Enhanced MobileNetV1 for Early Autism Detection: A Transfer Learning Approach Using Facial Imagery
Authors
Md. Shahid Ahammed Shakil
Abstract
The complex neurodevelopmental disorder known as autism, or autism spectrum disorder (ASD), is typified by repetitive behaviors, verbal and nonverbal communication difficulties, and ongoing difficulties in social interaction. Since each person is affected differently and experiences symptoms that range from mild to severe, prompt and precise diagnosis is crucial for successful care. Automated solutions for ASD identification have emerged as a potential research subject thanks to developments in computer vision and machine learning.These solutions aim to bridge gaps in traditional diagnostic methods, offering faster and more accessible alternatives.
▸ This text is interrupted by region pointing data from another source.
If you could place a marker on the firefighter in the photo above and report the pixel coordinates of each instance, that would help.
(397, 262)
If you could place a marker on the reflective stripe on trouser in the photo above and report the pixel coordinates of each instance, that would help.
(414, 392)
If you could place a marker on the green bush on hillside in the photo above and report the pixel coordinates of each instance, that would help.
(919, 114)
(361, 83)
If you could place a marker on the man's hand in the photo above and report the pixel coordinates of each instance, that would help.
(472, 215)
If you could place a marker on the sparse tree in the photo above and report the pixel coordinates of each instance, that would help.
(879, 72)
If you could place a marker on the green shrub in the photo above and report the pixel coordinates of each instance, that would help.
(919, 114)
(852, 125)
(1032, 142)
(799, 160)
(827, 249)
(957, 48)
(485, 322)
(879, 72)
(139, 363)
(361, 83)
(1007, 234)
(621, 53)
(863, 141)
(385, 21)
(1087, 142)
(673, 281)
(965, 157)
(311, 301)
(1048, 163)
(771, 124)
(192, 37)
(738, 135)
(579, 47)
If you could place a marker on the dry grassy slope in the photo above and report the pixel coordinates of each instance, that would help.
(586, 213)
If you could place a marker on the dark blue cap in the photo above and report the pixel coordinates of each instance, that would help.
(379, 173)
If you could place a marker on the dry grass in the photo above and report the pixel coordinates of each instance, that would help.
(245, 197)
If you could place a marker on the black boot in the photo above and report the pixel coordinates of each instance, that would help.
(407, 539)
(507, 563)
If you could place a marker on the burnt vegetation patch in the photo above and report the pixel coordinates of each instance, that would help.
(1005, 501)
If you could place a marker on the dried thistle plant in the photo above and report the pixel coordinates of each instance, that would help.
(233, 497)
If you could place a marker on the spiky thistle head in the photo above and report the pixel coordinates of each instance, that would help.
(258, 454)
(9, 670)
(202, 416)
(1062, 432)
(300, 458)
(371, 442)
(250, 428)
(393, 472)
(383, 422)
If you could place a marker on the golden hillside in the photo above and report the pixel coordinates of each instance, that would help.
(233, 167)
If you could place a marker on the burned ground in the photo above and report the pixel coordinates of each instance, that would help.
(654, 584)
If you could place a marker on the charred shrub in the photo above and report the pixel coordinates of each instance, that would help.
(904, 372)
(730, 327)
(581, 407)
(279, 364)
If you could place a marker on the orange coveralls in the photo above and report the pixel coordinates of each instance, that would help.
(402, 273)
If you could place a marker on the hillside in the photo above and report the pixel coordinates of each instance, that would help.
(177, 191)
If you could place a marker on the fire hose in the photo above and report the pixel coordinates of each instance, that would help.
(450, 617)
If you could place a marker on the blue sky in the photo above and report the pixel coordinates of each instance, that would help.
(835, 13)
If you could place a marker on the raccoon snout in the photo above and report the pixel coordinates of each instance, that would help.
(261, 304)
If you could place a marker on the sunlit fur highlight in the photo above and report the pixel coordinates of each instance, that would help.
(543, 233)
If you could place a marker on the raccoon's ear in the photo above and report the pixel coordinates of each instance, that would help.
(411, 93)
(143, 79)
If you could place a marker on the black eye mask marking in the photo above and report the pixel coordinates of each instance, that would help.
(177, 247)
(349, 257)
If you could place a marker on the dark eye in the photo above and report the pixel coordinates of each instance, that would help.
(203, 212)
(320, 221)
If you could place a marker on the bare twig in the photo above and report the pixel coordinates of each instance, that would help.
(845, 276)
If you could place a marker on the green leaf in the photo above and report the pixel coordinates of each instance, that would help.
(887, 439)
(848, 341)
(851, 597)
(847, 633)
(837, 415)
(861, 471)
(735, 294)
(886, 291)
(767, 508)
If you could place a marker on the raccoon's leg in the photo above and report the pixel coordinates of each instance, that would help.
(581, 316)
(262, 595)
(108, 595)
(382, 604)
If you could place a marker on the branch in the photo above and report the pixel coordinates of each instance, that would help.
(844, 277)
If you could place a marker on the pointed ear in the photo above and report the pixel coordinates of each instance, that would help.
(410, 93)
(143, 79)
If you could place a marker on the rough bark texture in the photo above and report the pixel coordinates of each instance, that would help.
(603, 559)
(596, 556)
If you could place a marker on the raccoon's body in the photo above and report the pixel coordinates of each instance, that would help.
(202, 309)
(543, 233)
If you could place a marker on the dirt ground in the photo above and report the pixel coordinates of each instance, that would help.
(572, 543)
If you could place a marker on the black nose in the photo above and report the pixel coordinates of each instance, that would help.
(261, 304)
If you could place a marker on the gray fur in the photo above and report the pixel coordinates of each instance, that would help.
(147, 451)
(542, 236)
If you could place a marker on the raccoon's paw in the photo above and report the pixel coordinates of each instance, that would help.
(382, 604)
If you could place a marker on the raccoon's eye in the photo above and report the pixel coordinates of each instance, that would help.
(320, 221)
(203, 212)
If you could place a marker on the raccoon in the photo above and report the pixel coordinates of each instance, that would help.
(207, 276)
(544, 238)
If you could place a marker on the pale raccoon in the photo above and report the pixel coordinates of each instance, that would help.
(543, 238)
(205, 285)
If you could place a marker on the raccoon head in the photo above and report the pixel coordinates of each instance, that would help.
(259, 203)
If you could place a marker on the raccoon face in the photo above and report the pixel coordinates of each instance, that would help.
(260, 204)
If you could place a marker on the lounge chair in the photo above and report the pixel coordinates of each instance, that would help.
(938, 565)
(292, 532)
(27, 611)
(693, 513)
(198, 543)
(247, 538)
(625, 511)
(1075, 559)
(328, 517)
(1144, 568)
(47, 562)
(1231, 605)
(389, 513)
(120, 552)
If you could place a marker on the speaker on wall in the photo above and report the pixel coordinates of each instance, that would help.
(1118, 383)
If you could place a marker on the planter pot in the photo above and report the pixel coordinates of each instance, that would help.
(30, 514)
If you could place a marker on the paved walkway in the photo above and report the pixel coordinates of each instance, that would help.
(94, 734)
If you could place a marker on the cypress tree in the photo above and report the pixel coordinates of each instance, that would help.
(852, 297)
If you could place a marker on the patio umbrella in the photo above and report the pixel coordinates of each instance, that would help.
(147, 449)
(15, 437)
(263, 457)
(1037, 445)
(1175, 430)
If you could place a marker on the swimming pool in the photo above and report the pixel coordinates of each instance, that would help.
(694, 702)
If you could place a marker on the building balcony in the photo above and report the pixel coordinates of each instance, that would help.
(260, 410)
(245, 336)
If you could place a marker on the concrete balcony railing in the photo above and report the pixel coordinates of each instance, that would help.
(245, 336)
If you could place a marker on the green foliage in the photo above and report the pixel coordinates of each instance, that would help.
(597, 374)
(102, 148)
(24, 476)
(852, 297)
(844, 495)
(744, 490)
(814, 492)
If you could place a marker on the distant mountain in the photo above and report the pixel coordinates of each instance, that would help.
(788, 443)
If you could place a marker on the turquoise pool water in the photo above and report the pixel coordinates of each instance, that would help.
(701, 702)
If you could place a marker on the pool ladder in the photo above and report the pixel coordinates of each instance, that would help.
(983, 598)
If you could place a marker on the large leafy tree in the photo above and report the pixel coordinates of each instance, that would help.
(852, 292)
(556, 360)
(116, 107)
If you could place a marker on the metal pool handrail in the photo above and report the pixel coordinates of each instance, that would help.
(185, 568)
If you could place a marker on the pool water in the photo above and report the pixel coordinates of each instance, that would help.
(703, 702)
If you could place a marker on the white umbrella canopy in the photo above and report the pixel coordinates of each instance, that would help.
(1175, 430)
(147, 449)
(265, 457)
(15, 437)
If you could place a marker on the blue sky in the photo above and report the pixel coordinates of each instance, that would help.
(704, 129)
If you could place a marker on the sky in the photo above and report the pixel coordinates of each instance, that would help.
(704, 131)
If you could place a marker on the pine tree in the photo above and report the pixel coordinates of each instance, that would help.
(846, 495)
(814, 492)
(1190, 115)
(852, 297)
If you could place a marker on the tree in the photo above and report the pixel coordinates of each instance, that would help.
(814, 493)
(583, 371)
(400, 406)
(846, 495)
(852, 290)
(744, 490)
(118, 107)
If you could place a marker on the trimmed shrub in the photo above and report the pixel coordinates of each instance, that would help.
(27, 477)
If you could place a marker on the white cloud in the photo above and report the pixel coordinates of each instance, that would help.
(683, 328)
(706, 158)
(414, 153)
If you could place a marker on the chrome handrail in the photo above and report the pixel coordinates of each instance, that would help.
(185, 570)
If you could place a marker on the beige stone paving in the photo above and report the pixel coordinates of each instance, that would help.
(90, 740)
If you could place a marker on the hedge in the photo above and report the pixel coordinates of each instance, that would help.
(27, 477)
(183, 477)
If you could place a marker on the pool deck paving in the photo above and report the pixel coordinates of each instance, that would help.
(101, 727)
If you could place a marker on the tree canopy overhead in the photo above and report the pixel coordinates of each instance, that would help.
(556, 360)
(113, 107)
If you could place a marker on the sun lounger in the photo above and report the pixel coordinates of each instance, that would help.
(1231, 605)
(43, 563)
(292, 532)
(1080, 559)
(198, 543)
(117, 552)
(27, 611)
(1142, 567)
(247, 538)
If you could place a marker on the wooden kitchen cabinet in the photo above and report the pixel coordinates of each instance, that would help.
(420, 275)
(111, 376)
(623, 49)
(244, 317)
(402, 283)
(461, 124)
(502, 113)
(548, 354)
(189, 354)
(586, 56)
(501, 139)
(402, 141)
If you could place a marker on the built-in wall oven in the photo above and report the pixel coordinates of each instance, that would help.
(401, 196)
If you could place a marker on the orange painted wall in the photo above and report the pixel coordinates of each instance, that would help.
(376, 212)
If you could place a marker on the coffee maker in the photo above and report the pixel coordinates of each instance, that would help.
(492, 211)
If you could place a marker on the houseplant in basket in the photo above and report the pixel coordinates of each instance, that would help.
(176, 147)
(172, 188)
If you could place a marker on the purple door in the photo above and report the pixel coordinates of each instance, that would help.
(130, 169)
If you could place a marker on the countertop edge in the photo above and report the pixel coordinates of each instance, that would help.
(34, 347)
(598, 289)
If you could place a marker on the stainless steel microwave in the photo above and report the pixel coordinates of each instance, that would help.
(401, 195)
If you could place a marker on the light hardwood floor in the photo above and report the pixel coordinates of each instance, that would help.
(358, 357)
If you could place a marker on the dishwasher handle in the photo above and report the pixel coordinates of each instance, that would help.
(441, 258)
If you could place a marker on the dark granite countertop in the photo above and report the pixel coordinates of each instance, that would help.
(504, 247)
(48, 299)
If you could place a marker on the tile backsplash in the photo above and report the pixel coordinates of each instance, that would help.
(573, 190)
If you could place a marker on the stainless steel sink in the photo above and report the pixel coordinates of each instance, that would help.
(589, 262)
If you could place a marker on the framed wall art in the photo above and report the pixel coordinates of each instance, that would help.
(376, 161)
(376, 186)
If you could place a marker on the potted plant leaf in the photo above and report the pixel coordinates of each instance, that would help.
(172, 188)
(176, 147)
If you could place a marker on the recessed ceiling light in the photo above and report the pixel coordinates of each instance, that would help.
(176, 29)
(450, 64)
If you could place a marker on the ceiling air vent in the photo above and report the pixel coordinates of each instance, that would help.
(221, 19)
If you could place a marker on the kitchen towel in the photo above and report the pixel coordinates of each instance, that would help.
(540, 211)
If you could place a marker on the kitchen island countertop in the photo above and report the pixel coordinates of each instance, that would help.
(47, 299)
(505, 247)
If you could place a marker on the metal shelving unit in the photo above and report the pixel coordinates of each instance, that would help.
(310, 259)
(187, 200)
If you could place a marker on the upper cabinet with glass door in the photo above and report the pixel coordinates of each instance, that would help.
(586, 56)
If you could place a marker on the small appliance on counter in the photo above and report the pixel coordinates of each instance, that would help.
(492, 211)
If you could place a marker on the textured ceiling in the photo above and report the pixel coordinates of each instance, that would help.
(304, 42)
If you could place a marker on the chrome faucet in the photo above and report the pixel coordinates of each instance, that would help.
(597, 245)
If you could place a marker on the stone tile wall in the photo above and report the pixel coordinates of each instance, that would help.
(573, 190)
They can also help minimize human error and variability in assessments, ensuring more consistent results.For people with ASD, early detection via automated methods can greatly enhance treatment results and quality of life. Image-based analysis provides a scalable, objective substitute for time-consuming, biassed traditional procedures like behavioral evaluations and clinical observations. This paper brings a model that can detect autism by image processing using MobilenetV1 as a feature extractor. In this study, the dataset is collected from the Kaggle website for testing the model, the dataset has a total of 2940 images of Autistic and Non-Autistic individuals. The study applies advanced preprocessing techniques and classifiers to enhance model performance. In terms of performance measurement, the model has been evaluated through accuracy, precision, recall, f1-score, and sensitivity. It achieves an accuracy of 88.33% with lower error rate 0.1167 which is comparably better than other studies.